China’s Policy Banks Set to Embrace International Standards by Expanding Foreign Cooperation

Expanding co-operation with overseas financial institutions could drive China’s policy banks to better adhere to international standards.

China Development Bank (CDB) and the Export-Import Bank of China (Ex-Im Bank), the world’s two biggest development banks, hope to spread the burden of international financial undertakings according to sources speaking to The Financial Times.

A statement from CDB said that it was “actively co-operating” with the European Bank for Reconstruction and Development (EBRD) and had plans to sign a memorandum of understanding in order to pave the way for future co-lending.

Ex-Im Bank is reportedly also in discussions with EBRD on the matter of future partnership.
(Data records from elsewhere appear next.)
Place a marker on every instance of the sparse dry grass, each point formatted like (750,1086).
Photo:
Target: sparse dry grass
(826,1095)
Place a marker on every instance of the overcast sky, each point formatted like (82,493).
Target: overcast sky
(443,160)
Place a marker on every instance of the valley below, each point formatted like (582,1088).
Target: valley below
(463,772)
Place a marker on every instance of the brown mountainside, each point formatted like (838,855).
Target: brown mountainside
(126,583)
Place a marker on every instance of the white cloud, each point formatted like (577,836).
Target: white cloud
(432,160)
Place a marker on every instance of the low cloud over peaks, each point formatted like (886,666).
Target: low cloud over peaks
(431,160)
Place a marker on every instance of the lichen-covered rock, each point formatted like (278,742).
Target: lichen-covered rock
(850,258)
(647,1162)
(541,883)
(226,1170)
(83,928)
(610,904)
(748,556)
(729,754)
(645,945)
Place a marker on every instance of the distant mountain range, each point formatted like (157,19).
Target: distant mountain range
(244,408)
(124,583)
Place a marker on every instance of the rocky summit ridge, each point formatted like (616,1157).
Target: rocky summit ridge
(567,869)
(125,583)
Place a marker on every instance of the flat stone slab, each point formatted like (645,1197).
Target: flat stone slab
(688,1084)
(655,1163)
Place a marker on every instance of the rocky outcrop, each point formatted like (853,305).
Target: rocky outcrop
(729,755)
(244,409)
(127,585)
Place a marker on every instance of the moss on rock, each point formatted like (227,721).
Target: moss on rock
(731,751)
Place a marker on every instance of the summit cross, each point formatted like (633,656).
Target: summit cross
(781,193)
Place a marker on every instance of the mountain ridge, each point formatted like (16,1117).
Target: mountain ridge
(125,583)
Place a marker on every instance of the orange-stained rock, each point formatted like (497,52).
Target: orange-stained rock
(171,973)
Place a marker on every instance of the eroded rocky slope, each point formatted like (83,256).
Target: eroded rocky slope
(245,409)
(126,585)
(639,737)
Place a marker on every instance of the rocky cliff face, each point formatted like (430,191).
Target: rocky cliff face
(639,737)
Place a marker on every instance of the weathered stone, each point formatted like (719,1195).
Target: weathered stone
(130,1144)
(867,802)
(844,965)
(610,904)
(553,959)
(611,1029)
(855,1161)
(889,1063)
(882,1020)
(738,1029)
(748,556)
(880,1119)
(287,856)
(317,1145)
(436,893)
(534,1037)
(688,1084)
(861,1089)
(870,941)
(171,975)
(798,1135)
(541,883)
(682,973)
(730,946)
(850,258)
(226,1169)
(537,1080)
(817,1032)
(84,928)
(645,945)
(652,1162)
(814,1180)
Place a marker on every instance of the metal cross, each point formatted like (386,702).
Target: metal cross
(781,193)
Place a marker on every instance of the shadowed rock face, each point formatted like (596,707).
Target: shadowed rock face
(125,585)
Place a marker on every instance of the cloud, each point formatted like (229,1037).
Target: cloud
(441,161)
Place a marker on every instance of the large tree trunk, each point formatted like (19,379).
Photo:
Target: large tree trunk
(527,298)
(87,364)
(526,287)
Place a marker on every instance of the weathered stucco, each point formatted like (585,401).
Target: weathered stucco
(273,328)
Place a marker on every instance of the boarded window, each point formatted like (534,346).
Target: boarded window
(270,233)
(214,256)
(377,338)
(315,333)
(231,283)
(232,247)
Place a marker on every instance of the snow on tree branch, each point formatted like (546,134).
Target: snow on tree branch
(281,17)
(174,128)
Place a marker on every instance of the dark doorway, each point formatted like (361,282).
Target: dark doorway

According to sources CDB and EBRD intend to co-finance two large-scale infrastructure projects that will involve strict adherence to international standards.

Analysts point out that this could mark one of the first occasions that a Chinese policy bank extends credit overseas with requiring that a Chinese company be involved with the project.

China’s policy banks have been wont to overlook international standards when embarking upon overseas infrastructure and development projects, by requiring that the country’s own state-run construction and engineering firms serve as constructors.

They’ve also come under fire for failing to conduct adequate studies of environmental and social impacts.

The pursuit of greater cooperation with foreign financial institutions by China’s policy banks arrives in the wake of frequent troubles for the country’s overseas infrastructure projects.

A study from Washington-based RWR Advisory Group indicates that around 14% of 1,674 China-backed infrastructure projects announced in BRI countries since 2013 have met with difficulties, including public opposition, labour disputes, performance delays and national security issues.

CDB and Ex-Im Bank are the world’s two biggest development lenders, with their outstanding loans to foreign debtors standing at almost USD$700 billion as of the end of 2017.

According to research from Kevin Gallagher at Boston University’s Pardee School for Global Studis this amount is on par with the combined outstanding lending of the World Bank and five leading regional development banks.